When they entered the hall which had so moved Richard’s admiration the first time he saw it, he stood for a moment lost in thought. When he came to himself, Barbara had left him; but ere he had time to wonder, such a burst of organ music filled the place as might have welcomed one that had overcome the world. He stood entranced for a minute, then hastened to the gallery, where he found Barbara at the instrument.

“What!” he cried in astonishment; “you, Barbara! you play like that!”

“I wanted to be worth something to you, Richard.”

“Oh Barbara, you are a queen at giving! I was well named, for you were coming! I am Richard indeed!—oh, so rich!”

In the evening they went out into the park. The moon was rising. The sunlight was not quite gone. Her light mingled with the light that gave it her. “Do you know that lovely passage in the Book of Baruch?” asked Richard.

“What book is that?” returned Barbara. “It can’t be in the Bible, surely?”

“It is in the Apocrypha—which is to me very much in the Bible! I think I can repeat it. I haven’t a good memory, but some things stick fast.”

But in the process of recalling it, Richard’s thoughts wandered, and Baruch was forgotten.

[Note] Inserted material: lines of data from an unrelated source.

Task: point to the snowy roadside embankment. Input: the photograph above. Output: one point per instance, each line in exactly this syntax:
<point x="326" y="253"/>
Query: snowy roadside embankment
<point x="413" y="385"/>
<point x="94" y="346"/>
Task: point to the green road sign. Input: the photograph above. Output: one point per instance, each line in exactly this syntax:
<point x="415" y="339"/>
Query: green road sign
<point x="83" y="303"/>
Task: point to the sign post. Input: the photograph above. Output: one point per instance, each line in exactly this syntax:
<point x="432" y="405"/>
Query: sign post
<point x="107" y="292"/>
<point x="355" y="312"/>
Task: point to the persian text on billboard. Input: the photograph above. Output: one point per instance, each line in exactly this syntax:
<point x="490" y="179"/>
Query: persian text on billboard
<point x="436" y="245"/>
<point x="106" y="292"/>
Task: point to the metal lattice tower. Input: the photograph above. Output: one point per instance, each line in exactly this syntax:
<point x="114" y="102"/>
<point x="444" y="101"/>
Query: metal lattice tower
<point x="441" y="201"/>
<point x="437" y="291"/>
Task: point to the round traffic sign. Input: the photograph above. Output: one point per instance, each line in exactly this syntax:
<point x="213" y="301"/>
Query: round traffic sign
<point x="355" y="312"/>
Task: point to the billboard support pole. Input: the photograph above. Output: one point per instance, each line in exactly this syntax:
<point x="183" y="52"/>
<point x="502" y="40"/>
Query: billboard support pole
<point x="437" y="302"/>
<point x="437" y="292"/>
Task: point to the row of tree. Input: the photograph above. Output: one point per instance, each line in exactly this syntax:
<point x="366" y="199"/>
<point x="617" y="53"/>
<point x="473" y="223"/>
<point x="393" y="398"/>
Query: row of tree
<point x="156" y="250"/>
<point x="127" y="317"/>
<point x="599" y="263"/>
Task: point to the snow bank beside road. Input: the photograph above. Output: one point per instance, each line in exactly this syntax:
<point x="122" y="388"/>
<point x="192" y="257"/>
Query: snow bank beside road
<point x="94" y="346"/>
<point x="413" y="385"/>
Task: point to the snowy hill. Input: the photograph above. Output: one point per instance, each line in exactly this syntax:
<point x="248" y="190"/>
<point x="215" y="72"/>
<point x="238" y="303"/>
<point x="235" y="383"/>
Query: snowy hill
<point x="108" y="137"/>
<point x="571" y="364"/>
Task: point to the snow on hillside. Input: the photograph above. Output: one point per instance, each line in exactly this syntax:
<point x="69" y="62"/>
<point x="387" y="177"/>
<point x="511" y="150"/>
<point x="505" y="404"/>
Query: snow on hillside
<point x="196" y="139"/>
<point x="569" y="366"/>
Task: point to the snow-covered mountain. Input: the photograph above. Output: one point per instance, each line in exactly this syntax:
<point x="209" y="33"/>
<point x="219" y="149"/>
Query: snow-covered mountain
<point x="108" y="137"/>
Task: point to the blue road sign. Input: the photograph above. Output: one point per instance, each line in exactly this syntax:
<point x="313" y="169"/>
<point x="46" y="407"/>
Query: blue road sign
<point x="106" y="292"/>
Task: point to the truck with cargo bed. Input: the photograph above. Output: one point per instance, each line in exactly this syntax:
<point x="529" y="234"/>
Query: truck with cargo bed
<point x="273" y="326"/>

“This dying of Apollo in the arms of Luna,” he said, “this melting of the radiant god into his own pale shadow, always reminds me of the poverty-stricken, wasted and sad, yet lovely Elysium of the pagans: so little consolation did they gather from the thought of it, that they longed to lay their bodies, not in the deep, cool, far-off shadow of grove or cave, but by the ringing roadside, where live feet, in two meeting, mingling, parting tides, ever came and went; where chariots rushed past in hot haste, or moved stately by in jubilant procession; where at night lonely forms would steal through the city of the silent, with but the moon to see them go, bent on ghastly conference with witch or enchanter; and—”

“Where are you going, Richard? Please take me with you. I feel as if I were lost in a wood!”